First of all, the fund return rate should be compared with the trend of the stock market. If a fund performs better than the market index most of the time, investors can say that the management of this fund is effective, and the fund management company that manages this fund has excellent research and investment capabilities.
Secondly, the income of the fund should be compared with similar funds. If the fund performance exceeds other similar funds for a long time, it shows that the fund manager has excellent management ability. What needs to be pointed out here is that we cannot compare different types of funds with each other. For example, equity funds and hybrid funds cannot be compared, and hybrid funds and debt-based funds cannot be compared. Because different types of funds have different risk-return ratios, they are also different in position allocation and operation methods. Generally speaking, the higher the risk, the more radical the operation method, and the higher the corresponding return on investment.

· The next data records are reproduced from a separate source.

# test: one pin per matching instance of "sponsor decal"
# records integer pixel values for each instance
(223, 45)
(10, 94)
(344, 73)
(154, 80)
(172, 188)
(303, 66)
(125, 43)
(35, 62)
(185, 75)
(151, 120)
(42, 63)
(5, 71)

Thirdly, we should compare the fund's rate of return with the expected rate of return, and see whether the fund's performance meets investors' expectations according to the fund's investment principles and the fund manager's operating philosophy. When the performance of the fund is far from the expectation, investors should look back to see if the fund manager has violated the investment principles and concepts promised in the fund contract and unnecessarily increased the investment risk of the fund.
Finally, we should compare the fund income with historical performance. Only stable performance is the real performance, occasional success may be just luck, and occasional failure may be only temporary. Investors should comprehensively judge the performance of funds from a long-term perspective.